Albany, NEW YORK—New York State passed a casino referendum Nov. 5 to amend the New York constitution, allowing for seven Vegas-type casinos to be built in the state. The referendum passed with 57 percent of the vote according to USA Today.

Four of the seven casinos will be built in the Catskills, Southern Tier and Albany areas of Upstate New York, reported USA Today. For the first seven years these casinos will have the right to exclusivity. However, The Wall Street Journal confirmed that after the seven years, there are plans to build a casino in New York City.

Governor Andrew Cuomo hopes that the casinos will aid Upstate New York in its financial struggles. According to Syracuse.com, the first four casinos are expected to make $1 billion in revenue, of which $430 million will go to school districts and local governments. According to The Wall Street Journal, “Cuomo hopes to use the casino plans as part of his 2014 campaign to show he has addressed a major 2010 campaign promise to turnaround the upstate economy.”

Cuomo pushed for the referendum claiming that it will bring jobs and tourists to the region. “I think it will keep the money in this state, and I think it’s a major economic development vehicle for the Hudson Valley especially and for upstate New York,” Cuomo said, according to USA Today.

Photo from stargazette.com

Photo by stargazette.com

A group known as “New York Jobs Now” promoted the casino amendment and raised over $4 million for the campaign, The New York Times reported. “New York Jobs Now” is primarily backed by gambling interests such as operators of the racetrack slot machines and labor groups that will gain from the supposed job surge. This massive campaign proved very effective against the low-budget campaign of the opposition.

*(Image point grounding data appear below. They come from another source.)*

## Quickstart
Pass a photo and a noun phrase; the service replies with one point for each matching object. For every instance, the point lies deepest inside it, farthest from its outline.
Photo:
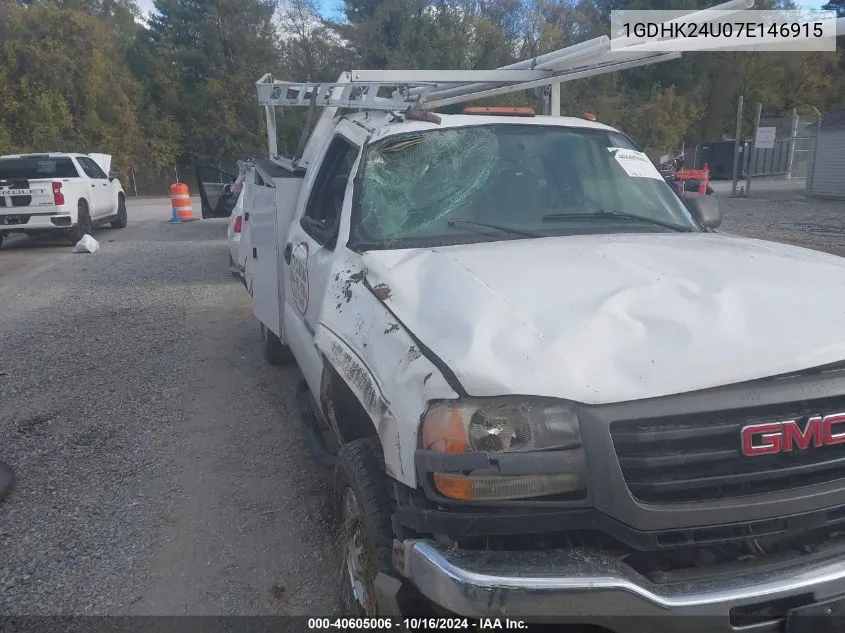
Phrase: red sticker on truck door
(299, 277)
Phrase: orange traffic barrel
(180, 200)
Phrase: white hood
(612, 318)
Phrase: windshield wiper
(498, 227)
(616, 214)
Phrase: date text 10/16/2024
(416, 624)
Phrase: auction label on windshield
(636, 164)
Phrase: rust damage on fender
(382, 292)
(367, 391)
(354, 278)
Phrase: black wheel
(83, 223)
(121, 219)
(364, 506)
(274, 351)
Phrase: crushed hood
(613, 318)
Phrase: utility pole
(737, 144)
(752, 165)
(792, 136)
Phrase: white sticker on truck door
(636, 164)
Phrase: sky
(329, 8)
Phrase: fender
(380, 362)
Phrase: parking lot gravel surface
(159, 468)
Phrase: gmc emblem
(784, 437)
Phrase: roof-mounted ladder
(407, 90)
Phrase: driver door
(216, 196)
(310, 249)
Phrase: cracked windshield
(511, 180)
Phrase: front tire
(121, 219)
(364, 506)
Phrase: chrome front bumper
(589, 587)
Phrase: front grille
(698, 457)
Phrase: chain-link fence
(790, 156)
(792, 152)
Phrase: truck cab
(557, 390)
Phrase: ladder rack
(414, 90)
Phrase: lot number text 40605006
(417, 624)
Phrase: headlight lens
(500, 426)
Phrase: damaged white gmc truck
(557, 390)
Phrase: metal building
(827, 177)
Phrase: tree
(200, 60)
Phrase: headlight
(503, 425)
(500, 426)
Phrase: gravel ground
(788, 217)
(159, 468)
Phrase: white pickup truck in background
(68, 193)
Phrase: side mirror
(704, 209)
(326, 236)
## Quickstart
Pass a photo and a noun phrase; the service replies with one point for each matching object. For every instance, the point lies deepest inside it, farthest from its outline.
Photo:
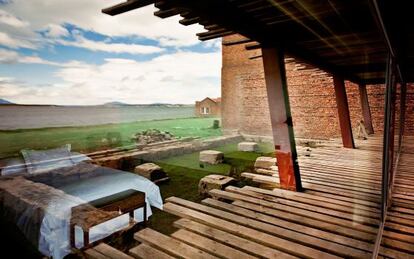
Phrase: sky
(69, 53)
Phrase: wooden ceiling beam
(126, 6)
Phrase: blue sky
(68, 52)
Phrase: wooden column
(366, 111)
(343, 112)
(281, 119)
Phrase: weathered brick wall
(214, 108)
(312, 98)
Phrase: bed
(40, 203)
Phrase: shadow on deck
(336, 216)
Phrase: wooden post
(281, 119)
(343, 112)
(366, 111)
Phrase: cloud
(11, 57)
(11, 42)
(11, 20)
(39, 14)
(181, 77)
(56, 31)
(82, 42)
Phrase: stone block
(152, 172)
(211, 157)
(213, 181)
(248, 146)
(265, 162)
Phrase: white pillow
(40, 161)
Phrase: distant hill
(119, 104)
(111, 104)
(2, 101)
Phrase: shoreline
(97, 125)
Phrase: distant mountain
(2, 101)
(116, 104)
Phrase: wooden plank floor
(399, 227)
(337, 215)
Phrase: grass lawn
(89, 138)
(185, 173)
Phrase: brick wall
(213, 108)
(312, 98)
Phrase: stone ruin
(152, 136)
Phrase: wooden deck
(337, 215)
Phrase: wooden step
(144, 251)
(104, 251)
(281, 236)
(170, 245)
(210, 246)
(226, 238)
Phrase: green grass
(89, 138)
(185, 173)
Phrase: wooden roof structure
(351, 38)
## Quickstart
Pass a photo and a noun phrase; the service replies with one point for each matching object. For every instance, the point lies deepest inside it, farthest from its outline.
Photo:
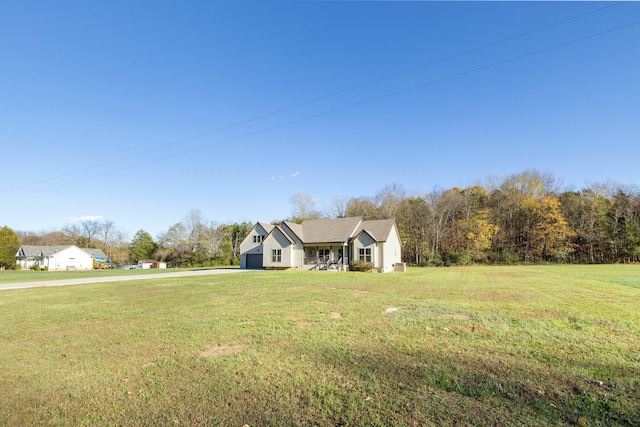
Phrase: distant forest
(524, 218)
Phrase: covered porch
(326, 257)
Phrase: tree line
(525, 217)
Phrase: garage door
(254, 261)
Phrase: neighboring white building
(322, 244)
(150, 263)
(56, 258)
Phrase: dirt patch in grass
(460, 316)
(224, 350)
(479, 330)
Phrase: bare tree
(304, 207)
(388, 200)
(339, 207)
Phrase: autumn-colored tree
(414, 221)
(479, 234)
(551, 235)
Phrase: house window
(364, 254)
(323, 254)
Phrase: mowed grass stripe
(526, 345)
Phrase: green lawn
(16, 276)
(535, 346)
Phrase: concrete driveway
(66, 282)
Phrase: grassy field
(533, 346)
(16, 276)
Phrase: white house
(150, 263)
(68, 257)
(322, 244)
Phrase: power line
(345, 107)
(304, 103)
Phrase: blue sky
(138, 112)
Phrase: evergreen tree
(9, 245)
(142, 246)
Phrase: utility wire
(348, 106)
(311, 101)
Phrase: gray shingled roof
(95, 253)
(337, 230)
(296, 229)
(378, 229)
(32, 251)
(267, 227)
(35, 250)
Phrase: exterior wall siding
(391, 250)
(69, 258)
(277, 241)
(250, 245)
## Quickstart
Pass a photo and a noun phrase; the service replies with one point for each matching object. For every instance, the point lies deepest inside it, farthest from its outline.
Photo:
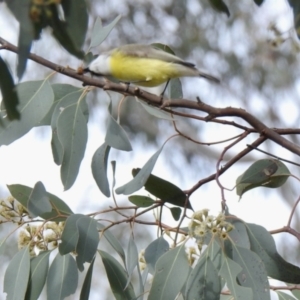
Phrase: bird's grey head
(100, 65)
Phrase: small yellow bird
(143, 65)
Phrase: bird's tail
(209, 77)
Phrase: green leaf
(203, 282)
(62, 279)
(253, 274)
(262, 243)
(113, 241)
(72, 134)
(38, 202)
(175, 89)
(9, 94)
(171, 272)
(284, 296)
(266, 173)
(66, 100)
(154, 251)
(99, 168)
(26, 34)
(141, 201)
(60, 210)
(86, 287)
(239, 234)
(17, 275)
(87, 242)
(164, 190)
(100, 33)
(76, 17)
(70, 235)
(176, 212)
(139, 181)
(61, 32)
(117, 277)
(116, 136)
(38, 274)
(220, 6)
(132, 259)
(36, 98)
(60, 90)
(229, 271)
(295, 5)
(260, 171)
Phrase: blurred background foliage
(254, 52)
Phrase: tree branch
(154, 100)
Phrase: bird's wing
(149, 51)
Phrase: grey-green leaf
(99, 168)
(71, 96)
(284, 296)
(140, 179)
(38, 202)
(132, 259)
(154, 251)
(203, 282)
(26, 33)
(17, 275)
(62, 278)
(100, 33)
(220, 6)
(263, 244)
(76, 17)
(117, 277)
(9, 93)
(70, 235)
(113, 241)
(141, 201)
(229, 271)
(255, 276)
(38, 274)
(36, 98)
(72, 133)
(86, 287)
(87, 242)
(60, 210)
(116, 136)
(164, 190)
(171, 272)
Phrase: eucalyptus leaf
(164, 190)
(72, 133)
(36, 98)
(117, 277)
(141, 201)
(60, 210)
(171, 272)
(8, 91)
(86, 287)
(154, 251)
(99, 168)
(140, 179)
(62, 278)
(38, 273)
(116, 136)
(87, 241)
(17, 275)
(38, 202)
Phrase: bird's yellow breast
(141, 71)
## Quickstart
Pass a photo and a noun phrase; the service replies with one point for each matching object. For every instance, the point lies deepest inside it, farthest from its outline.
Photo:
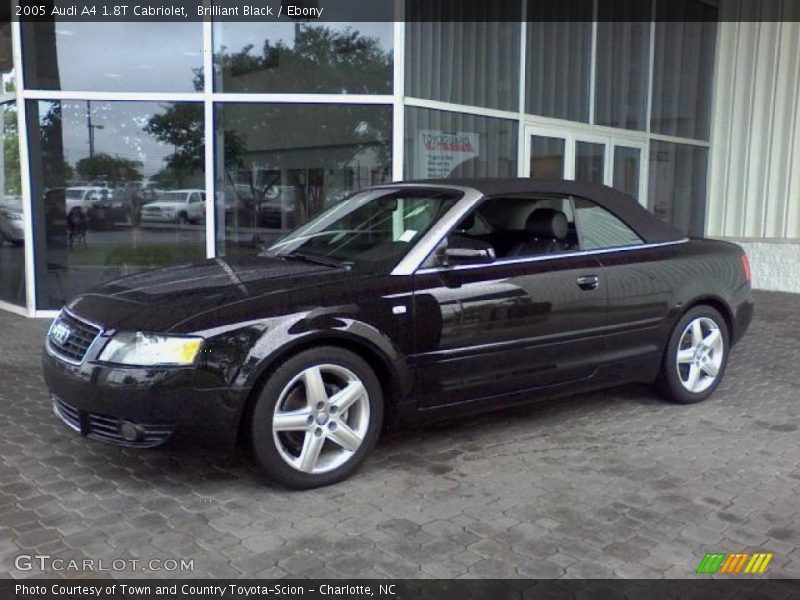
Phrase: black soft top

Money wasn’t the only object on the side of those pushing for casinos. The amendment was worded in favor of casinos on the ballot, attributing the referendum with the role of “promoting job growth, increasing aid to schools, and permitting local governments to lower property taxes,” reported The New York Times.

The phrasing of the ballot was brought into question last month in a law suit brought on by, Eric J. Snyder, a Brooklyn bankruptcy lawyer, according to The New York Times. Snyder claimed that according to the state election laws, state amendments should be concise and simply state the purpose and effect using common words. However Snyder’s law suit was thrown out of court because the judge claimed it was “lacking legal merit.”

Since the referendum was passed, there have already been three proposals for public casinos in the Catskills according to USA Today. Tioga Downs and Saratoga Raceway are among those proposals and, currently as raceway casinos, they “expect to bid to be full-scale casinos.”

USA Today reported that “Casino operators already indicated they will seek licenses from the State Gaming Commission.” Cuomo’s Gaming Commission will also review bids.

King’s students remain skeptical about whether or not casinos will be the answer to the Upstate New York financial problems.

Gary Barnes, ’15, said, “They make it seem like it’s for educational purposes. You go to a casino, spend your money, and you’re helping the school kids. It seems something like what Toms does where they allow you to feel good about your actions by sending some of the money to a good cause. But there’s something that seems kind of fake about that.”

Charlie Durham, ’14, is also concerned and wonders if New York should turn to casinos to promote growth.

“I am skeptical how much these will help depressed areas of New York,” Durham said. “Is it actually helping growth or is it just ignoring a deeper problem? Morally, allowing casinos is a dubious proposition. Gambling may not be intrinsically wrong but it is an activity that is easily abused.”

The official law will go into effect Jan. 1.